A Carrara esiste una famosa Accademia artistica, ma non esiste una Università del marmo, o un centro di ricerche scientifiche su questo materiale da costruzione; alcune iniziative locali hanno più carattere promozionale delle vendite che di sviluppo della scienza e della cultura del marmo. Ne conseguono ritardi e un declino del marmo apuano.
Gli imprenditori trovano più conveniente importare blocchi di granito e segarli in lastre e piastrelle, scontrandosi con una dura concorrenza internazionale, invece di valorizzare il marmo, una materia che è stata e in parte è ancora quasi monopolio italiano e toscano. Le speculazioni e i ritardi culturali a poco a poco erodono l’occupazione nel settore del marmo e addirittura non utilizzano neanche certe proprietà peculiari del marmo. Il marmo, per esempio, è il materiale da costruzione meno radioattivo; l’impiego del marmo all’interno degli edifici consente di tenere bassa nelle stanze la concentrazione atmosferica del gas radioattivo radon che viene liberato, invece, dai cementi, dai graniti, da molti materiali da costruzione. Adesso che in tutto il mondo sta crescendo l’attenzione per l’inquinamento dovuto al radon all’interno degli edifici, il marmo potrebbe trovare nuovi campi di applicazione e nuovi mercati.

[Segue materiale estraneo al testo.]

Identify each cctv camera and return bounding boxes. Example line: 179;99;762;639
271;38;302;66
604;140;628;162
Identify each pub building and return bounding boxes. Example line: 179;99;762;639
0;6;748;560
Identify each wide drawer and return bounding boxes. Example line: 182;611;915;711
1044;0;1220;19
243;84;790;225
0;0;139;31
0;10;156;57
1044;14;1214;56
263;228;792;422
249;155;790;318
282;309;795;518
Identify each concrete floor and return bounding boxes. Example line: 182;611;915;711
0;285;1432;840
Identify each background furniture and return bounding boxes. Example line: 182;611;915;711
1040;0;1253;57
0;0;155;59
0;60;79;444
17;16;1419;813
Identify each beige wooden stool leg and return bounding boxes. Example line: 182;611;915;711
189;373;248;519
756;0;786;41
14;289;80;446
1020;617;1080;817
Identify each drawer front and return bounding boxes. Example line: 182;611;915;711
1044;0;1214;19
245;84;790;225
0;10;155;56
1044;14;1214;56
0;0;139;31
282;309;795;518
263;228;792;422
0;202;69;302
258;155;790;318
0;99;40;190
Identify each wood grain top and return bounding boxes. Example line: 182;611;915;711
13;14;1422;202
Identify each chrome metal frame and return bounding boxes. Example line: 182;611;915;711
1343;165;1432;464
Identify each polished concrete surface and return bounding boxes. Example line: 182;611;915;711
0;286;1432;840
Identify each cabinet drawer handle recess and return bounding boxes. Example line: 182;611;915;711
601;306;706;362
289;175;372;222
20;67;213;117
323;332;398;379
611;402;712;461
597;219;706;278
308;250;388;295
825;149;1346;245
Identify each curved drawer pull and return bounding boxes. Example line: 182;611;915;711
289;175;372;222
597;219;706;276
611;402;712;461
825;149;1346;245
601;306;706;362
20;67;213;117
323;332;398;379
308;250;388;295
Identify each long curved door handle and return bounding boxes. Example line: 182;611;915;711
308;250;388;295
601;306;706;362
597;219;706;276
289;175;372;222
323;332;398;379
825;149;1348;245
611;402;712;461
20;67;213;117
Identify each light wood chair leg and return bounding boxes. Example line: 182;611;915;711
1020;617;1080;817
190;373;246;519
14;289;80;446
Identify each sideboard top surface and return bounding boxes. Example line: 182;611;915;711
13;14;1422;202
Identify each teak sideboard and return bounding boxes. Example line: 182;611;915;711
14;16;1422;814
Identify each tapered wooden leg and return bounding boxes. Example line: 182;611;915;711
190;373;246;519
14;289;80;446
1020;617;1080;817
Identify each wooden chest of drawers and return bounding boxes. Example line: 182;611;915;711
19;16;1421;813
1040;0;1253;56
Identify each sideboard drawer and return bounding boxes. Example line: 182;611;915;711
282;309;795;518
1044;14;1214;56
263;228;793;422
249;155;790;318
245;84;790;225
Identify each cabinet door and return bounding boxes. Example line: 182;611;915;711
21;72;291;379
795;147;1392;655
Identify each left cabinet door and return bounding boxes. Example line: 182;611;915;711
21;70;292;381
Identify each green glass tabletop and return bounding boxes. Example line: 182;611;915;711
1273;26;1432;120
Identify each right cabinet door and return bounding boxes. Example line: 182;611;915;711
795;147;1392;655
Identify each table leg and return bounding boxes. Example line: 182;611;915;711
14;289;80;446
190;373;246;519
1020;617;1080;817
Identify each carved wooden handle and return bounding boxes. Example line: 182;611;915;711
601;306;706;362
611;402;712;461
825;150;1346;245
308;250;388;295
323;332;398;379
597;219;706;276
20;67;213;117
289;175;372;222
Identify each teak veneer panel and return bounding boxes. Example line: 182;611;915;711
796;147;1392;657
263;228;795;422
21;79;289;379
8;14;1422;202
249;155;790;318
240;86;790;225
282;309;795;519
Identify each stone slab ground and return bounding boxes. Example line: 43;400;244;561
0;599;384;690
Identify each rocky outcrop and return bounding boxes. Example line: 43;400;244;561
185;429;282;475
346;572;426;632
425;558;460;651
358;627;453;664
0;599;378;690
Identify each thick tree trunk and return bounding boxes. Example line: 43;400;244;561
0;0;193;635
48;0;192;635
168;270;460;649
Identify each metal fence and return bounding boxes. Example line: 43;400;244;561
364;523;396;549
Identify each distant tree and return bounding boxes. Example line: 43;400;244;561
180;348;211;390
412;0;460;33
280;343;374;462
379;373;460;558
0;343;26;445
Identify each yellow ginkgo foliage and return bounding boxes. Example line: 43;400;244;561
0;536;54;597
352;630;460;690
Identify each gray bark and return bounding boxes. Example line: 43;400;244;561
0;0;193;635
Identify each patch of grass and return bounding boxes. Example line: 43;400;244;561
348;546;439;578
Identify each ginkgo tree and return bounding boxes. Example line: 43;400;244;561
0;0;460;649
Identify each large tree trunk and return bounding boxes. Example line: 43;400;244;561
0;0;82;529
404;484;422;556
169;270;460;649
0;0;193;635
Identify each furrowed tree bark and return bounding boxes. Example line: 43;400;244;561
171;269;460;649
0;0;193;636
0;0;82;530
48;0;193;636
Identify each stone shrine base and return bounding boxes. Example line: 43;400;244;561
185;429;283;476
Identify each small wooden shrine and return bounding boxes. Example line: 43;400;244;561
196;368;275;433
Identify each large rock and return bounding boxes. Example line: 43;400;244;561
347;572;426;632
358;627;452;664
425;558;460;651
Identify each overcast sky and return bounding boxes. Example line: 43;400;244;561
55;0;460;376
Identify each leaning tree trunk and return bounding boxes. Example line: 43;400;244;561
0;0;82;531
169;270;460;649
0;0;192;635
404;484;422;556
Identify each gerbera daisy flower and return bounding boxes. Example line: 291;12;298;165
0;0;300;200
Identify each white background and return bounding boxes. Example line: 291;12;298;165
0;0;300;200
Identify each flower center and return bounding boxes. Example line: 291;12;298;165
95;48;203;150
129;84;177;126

Una ripresa del marmo presuppone, peraltro, una rinnovata attenzione per le condizioni di lavoro della gente delle cave e per la natura. Una svolta, insomma, culturale, di cui non si vede segno negli imprenditori e negli amministratori; ancora una volta la classe dirigente è più arretrata rispetto al coraggio e alla lungimiranza dei cavatori.
Non c’è dubbio che l’escavazione del marmo arreca delle ferite alla montagna, ma alcune delle nocività ambientali potrebbero essere evitate. Nella fase di estrazione del marmo si formano grandi quantità di residui: del pezzo di montagna staccata dalle mine e dalle seghe vale la pena di portare a valle soltanto blocchi di dimensioni standard; le scorie delle operazioni di rifinitura grossolana dei blocchi, i blocchi di dimensioni non economiche, tutto questo resta sul monte, anzi viene scaricato e gettato giù dalla cava. Queste discariche di detriti si chiamano in gergo “ravaneti” e si riconoscono, anche da lontano, in quanto appaiono come grandi superfici bianche triangolari, con la base ai piedi della cava e il vertice che si allunga verso la valle, dopo aver distrutto la vegetazione, causa di frane e di alterazione del corso dei fiumi. Soltanto di recente questi detriti di marmo sono stati usati per trarne del carbonato di calcio usato in alcune industrie.
I torrenti delle valli apuane diventano i ricettacoli degli altri residui pulverulenti che si formano durante la segagione del marmo, fatta oggi con lame di ferro raffreddate ad acqua, come in passato, o con lame diamantate, molto più veloci. Dal 30 al 50 per cento del blocco va perduto sotto forma di polvere fine che prende il nome di “marmettola” e che nessuno sa come smaltire e utilizzare, se non buttandola nei fiumi o in mucchi fangosi in discariche all’aria aperta. Da qui la protesta ecologica: essa dovrebbe spingere le autorità e gli imprenditori ad affrontare i problemi della zona apuana con ricerche scientifiche, nuove iniziative.
E’ questa la condizione per ridare competitività al frutto del lavoro della gente del marmo, per riportare ricchezza alle valli apuane, per indurre una nuova generazione a “coltivare” una risorsa naturale così unica come il marmo.